Functions taking the same memory for local pointer initialization?

Question

In the following example from here

#include<stdio.h>

char** func1_Str();
char** func2_Str();

int main(void)
{
    char **ptr1 = NULL;
    char **ptr2 = NULL;

    ptr1 = func1_Str();
    printf("\n [%s] :: func1_Str() address = [%p], its returned address is [%p]\n",*ptr1,(void*)func1_Str,(void*)ptr1);

    ptr2 = func2_Str();
    printf("\n [%s] :: func2_Str()address = [%p], its returned address is [%p]\n",*ptr2,(void*)func2_Str,(void*)ptr2);

    printf("\n [%s] [%p]\n",*ptr1,(void*)ptr1);

    return 0;
}

char** func1_Str()
{
    char *p = "Linux";
    return &p;
}

char** func2_Str()
{
    char *p = "Windows";
    return &p;
}

Output:

$ ./static 

 [Linux] :: func1_Str() address = [0x4005d5], its returned address is [0x7fff705e9378]

 [Windows] :: func2_Str()address = [0x4005e7], its returned address is [0x7fff705e9378]

 [Windows] [0x7fff705e9378]
$

Why would func1_Str() and func2_Str() use the same address for initializing char *p? Does it have something to do with the fact that the pointers are named equally?

Answer 1

If you enable some warnings for your code, a good compiler will warn you that you are "returning the address of a local variable" (or something like that).

char** func1_Str()
{
    char *p = "Linux";
    return &p;
}

In this example, p is located on the stack, and initialized with the address of the constant string "Linux". You are then returning the address of p on the stack, and immediately after that, the stack pointer is reset when the function returns to the caller. When you then call func2_Str, the same location on the stack is then reused p in func2_Str. The stack is like a stack of plates in a kitchen, you put new ones on when you call into a function, you take the off again when returning.
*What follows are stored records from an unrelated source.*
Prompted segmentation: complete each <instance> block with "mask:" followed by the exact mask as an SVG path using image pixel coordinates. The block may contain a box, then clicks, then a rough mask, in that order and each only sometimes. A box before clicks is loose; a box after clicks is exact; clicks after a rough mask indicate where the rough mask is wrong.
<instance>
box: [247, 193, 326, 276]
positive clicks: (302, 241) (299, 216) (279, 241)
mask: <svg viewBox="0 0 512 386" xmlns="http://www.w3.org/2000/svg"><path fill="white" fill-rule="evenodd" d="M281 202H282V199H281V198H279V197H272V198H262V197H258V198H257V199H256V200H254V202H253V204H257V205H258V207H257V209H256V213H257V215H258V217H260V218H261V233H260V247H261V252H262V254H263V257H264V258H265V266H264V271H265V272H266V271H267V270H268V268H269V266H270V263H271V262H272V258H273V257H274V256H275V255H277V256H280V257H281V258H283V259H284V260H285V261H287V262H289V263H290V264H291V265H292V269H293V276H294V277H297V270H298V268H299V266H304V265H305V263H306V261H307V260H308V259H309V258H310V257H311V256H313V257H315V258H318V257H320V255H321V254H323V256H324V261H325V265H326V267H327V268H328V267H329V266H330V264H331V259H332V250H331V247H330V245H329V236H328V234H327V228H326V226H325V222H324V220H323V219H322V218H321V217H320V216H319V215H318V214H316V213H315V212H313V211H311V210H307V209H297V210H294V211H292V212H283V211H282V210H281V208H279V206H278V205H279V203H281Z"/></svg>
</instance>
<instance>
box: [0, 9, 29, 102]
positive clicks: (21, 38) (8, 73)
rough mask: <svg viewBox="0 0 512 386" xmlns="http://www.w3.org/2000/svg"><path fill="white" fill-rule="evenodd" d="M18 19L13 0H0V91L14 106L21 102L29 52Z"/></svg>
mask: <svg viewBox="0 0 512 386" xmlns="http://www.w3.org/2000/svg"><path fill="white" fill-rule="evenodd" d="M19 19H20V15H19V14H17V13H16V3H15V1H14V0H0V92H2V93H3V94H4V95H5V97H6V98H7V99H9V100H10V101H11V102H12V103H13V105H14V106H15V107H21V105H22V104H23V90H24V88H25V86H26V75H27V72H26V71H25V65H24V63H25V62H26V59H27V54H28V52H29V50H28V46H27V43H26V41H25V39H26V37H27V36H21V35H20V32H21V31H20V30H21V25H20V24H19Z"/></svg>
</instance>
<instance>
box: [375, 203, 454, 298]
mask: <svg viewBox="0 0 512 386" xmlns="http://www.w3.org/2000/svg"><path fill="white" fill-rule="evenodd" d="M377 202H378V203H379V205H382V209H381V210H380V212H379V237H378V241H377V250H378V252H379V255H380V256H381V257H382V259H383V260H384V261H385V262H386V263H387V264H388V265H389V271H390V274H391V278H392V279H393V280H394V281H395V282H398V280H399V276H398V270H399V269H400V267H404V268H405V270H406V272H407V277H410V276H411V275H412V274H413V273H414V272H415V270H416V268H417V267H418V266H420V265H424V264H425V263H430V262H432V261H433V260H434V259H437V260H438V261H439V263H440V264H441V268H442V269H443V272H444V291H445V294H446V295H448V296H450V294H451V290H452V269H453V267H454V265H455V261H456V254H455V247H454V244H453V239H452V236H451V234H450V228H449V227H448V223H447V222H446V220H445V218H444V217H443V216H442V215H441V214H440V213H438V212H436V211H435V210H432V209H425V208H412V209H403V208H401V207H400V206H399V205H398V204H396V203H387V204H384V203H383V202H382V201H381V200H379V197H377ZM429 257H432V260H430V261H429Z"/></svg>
So, yes, you'll get the same address for both of your pointers, and because of that, anything they point to will be the same as well, of course.

The name of the variable has nothing to do with it (as you would have found out if you tried the simple experiment of renaming one of them to something else). You could also do something like this:

char** func1_Str()
{
    char *q = "Windows";
    char *p = "Linux";
    return &p;
}

And you'd (probably) see that p's value has changed, because we now need another four bytes.

(I also find it rather amazing that your system gets EXACTLY the same address as the example in the link - are you actually compiling this yourself, or just copying and pasting from the site) (Of course, if you had actually read the text on the site you linked, you would have understood that)

Answer 2

It so happens that that the stack memory requirements for func1_Str and func2_Str are exactly the same. As a result, the memory location used for p in func1_Str happened to coincide with the memory location used for p in func2_Str.